Karen Payne has collected letters from famous writers like Sylvia Plath, but also from ordinary women who appear credited only by a first name. Both are equally likely to be interesting, and the balance between the two worked well to keep the collection feeling grounded.
Between Ourselves does what it sets out to do very effectively. Unfortunately, the book Karen Payne wanted to edit is not quite the book I expected it to be, or wanted to read. Chalk this up to another failed attempt to find non-fiction that I actually enjoy!
I have major issues with the formatting of the text. The author has her own commentary, the letters themselves, then more recent letters she solicited from some of the daughters. Font sizes, block quotes, quotation marks - there doesn’t seem to be consistency, so you can’t tell what you’re actually reading.
My other issue is this quote from chapter 2: “for centuries the very survival of a woman depended on being attached to a man. Today, for almost the first time in history, mothers and daughters can discuss the role of men in our lives in terms of the quality of our relationships with them, rather than just in terms of security and survival.”
This book sparked my love of reading letters and diaries. It is a wonderful compilation of letters written between mothers and daughters that spans 232 years (no e-mails in this book). Letters range from everyday occurrences to issues that are relatively unique to that period (such as abortion). The relationships between these mothers and daughters (some well known, others unknown to anyone except the editor) ranges from friendships to antagonistic. It's hard to really describe this book because of the range of these letters. Many letters are anonymous, some do not come with responses, and some sections are devoted to one mother and daughter writing to each other back and forth. When the author of these letters is known, a brief biography is given to shed some light on who the woman was who wrote a letter. Except for some well known American women, most of the women compiled here are from England, some from elsewhere. This book mainly focuses on emotions and not events, but it's a fantastic glimpse into the lives of mothers and daughters spanning a couple of hundred years.
This is a great book to read if you are pondering your own mother-daughter or daughter-mother relationship and want to know how other women feel/felt about their mothers. I found the letters by famous women intriguing. I was especially touched by the letters between Aurelia Plath and her daughter, Sylvia.

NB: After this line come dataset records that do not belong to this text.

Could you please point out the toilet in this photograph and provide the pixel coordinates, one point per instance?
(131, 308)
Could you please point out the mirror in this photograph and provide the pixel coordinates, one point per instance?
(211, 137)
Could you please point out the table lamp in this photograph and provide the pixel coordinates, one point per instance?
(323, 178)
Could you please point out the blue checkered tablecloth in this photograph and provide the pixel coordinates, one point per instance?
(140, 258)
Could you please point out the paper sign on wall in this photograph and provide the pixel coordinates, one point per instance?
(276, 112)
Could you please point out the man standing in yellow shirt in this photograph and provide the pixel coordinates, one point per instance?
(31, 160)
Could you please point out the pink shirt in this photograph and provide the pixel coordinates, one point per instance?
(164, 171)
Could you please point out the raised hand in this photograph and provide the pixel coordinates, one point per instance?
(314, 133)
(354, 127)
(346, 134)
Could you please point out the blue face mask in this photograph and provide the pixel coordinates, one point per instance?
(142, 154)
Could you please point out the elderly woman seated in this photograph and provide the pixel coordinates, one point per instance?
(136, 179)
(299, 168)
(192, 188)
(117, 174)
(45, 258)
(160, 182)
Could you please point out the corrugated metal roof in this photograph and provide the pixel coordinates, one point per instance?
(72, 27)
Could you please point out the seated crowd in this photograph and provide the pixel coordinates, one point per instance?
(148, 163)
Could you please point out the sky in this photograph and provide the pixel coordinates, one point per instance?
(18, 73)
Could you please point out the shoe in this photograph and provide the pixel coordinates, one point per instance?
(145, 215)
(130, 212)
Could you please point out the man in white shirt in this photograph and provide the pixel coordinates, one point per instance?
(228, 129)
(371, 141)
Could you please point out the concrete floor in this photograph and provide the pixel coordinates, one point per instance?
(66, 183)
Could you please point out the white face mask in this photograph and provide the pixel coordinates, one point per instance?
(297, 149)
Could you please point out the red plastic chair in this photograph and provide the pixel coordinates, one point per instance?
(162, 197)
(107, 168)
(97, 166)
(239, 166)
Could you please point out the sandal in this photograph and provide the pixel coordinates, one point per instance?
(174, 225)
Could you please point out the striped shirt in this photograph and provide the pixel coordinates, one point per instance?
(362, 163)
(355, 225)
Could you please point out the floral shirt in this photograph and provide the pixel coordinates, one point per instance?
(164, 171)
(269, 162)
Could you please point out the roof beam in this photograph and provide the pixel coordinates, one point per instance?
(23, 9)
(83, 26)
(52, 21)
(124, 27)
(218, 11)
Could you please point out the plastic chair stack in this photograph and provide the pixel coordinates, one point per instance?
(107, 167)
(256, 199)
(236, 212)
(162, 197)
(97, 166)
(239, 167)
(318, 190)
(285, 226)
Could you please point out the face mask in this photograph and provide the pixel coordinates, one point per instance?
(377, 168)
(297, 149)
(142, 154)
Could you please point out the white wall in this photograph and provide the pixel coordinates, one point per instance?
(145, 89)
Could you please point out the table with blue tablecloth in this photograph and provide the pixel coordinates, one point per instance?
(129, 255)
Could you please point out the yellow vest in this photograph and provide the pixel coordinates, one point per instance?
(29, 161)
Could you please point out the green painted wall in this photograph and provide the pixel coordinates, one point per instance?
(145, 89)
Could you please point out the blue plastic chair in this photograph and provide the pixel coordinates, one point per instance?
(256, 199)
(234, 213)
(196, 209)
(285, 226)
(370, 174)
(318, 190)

Sylvia's talent shone forth in her letters which were newsy and loving, and Aurelia's comments on Sylvia's life and death were incredibly understanding and enlightening. Recommend this book as a bridge between mothers and daughters and a beginning of understanding of both positive and negative aspects of resolution of this complex relationship.
I thought the material on lesbian relationships a bit outdated but am not an expert on this and have not read any literature on relationships between lesbian daughters and their mothers. The book was slow-going at times, but entirely worthwhile and I recommend trying to read all of it if you can.
Great book! Now that letter writing is (sadly) defunct this collections of letter between mothers and daughters is a wonderful commemoration of the art. I really enjoyed the letters between ordinary women and their moms about life, work and love. There are also letters between famous women and their mothers and daughters. I found these less entertaining, maybe because I expected more from the famous. What I did learn is that Florence Nightingale was a total whiner. Disappointing.